Environ 1300 équipages en France et 55 dans la Loire, chacun composé de 5 à 10 membres avec à leur tête un "maître d'équipage" détenteur d'un certificat de vénerie. Rien à voir avec la Marine. Il s'agit, d'après Daniel Thomas, des effectifs des équipages de Vénerie sous-terre. Daniel Thomas est le président de l'Association départementale des équipages de Vénerie sous terre, délégué de l'Association Française des Equipages de Vénerie Sous Terre (AFEVST).
La vénerie sous terre est un mode de chasse particulier. On l'appelle aussi "chasse sous terre". Daniel Thomas nous explique de quoi il retourne: " Nous chassons avec une meute. Les chiens, ce sont des petits chiens de terriers, fox-terriers, teckels, doivent chasser l'animal dans son terrier; le faire descendre au fond et le maintenir à l'accule. En surface, le chasseur essaie de situer où jappe le chien. Avec une pelle et une pioche, on creuse une fosse pour parvenir au chien. Ensuite, on capture l'animal. Certains équipages mettent un point d'honneur à prendre les bêtes à la main. D'autres utilisent une paire de pinces.
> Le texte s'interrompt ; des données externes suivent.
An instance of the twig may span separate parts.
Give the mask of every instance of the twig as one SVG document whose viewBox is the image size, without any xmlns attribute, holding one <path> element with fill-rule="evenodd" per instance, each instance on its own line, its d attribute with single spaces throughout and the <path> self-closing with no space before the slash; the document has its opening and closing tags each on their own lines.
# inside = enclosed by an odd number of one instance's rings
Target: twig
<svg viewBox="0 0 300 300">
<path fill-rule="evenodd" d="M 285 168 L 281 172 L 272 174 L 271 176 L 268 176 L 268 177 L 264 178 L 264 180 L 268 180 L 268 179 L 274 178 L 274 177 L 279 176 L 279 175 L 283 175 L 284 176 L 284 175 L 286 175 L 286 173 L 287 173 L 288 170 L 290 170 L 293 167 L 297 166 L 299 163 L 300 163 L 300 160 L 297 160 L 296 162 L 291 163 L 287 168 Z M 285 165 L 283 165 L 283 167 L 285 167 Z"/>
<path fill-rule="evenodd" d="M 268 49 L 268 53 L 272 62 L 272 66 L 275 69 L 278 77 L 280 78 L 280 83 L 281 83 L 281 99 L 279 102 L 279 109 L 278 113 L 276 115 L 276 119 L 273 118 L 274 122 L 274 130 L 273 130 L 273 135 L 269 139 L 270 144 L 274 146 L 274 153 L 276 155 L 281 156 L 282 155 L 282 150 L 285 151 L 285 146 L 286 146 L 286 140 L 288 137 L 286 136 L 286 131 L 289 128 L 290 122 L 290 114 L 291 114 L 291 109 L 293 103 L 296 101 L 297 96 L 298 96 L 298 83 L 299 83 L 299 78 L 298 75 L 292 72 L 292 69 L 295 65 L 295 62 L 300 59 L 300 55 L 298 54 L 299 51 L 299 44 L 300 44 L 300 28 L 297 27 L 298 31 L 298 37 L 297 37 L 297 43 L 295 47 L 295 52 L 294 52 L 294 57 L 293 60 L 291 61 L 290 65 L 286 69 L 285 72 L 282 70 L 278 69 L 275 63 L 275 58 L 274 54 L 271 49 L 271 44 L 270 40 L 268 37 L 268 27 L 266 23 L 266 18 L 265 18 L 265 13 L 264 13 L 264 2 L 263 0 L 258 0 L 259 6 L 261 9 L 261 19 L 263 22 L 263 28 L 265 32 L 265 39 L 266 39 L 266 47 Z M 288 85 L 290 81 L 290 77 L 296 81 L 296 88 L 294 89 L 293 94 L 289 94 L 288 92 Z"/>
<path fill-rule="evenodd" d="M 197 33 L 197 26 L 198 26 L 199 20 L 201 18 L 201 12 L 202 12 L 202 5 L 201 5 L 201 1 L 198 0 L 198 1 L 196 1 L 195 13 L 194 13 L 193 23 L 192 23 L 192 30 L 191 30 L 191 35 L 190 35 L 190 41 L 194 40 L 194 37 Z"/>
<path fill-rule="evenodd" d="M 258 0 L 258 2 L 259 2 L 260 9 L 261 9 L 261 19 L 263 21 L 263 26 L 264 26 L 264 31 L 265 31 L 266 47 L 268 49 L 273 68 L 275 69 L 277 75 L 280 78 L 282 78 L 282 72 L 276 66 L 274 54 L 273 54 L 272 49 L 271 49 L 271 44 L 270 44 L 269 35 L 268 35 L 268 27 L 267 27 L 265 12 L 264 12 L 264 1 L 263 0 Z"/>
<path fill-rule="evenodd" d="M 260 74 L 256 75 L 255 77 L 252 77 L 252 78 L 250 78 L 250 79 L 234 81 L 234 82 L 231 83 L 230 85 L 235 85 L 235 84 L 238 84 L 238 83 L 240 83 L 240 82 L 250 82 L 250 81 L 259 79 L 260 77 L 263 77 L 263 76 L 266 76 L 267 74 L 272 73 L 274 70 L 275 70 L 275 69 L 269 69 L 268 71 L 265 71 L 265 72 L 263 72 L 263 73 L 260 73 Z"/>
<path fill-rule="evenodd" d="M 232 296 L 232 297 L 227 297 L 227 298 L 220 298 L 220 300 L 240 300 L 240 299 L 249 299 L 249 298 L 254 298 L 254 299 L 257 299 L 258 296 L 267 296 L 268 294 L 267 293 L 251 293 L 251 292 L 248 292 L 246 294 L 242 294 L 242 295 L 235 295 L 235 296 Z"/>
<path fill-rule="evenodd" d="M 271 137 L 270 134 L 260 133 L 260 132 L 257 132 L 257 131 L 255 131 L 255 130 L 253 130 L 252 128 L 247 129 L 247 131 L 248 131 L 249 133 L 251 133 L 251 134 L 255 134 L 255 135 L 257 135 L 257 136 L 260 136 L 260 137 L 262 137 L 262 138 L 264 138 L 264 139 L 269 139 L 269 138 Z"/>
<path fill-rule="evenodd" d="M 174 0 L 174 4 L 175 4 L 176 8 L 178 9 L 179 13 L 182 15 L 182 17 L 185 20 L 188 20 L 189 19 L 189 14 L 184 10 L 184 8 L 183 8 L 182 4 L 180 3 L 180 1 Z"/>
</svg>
Dans tous les cas, l'animal doit être pris vivant, sans être blessé." Quels animaux ? Les blaireaux, les renards et la ragondins dont les terriers, pour le premiers, peuvent atteindre les 4,50 mètres de profondeur (2,50 en moyenne) contre 1,50 à 2 mètres pour les seconds. Un blaireau peut peser jusqu'à 15 kilos. Le chien, un teckel par exemple, pèse approximativement 7-8 kilos. "On fait confiance à l'intelligence du chien qui ne doit pas attaquer." Le blaireau, qui est un gibier mais dont la chair est peu consommée, est ensuite tué. Ce peut être en temps de chasse (en période autorisée donc) ou dans un cas de surpopulation. L'animal peut être aussi relâché sur des terrains avec l'accord du propriétaire. Le renard, nuisible, est pour sa part "régulable" toute l'année. Dans ce cas, on parlera plutôt de "déterrage" (destruction). Dans un cas comme dans l'autre, l'abattage, au couteau, se fait après la prise. "On ne peut pas tirer au fusil un animal qui réussirait à s'enfuir, souligne Daniel Thomas. Notre éthique nous l'interdit."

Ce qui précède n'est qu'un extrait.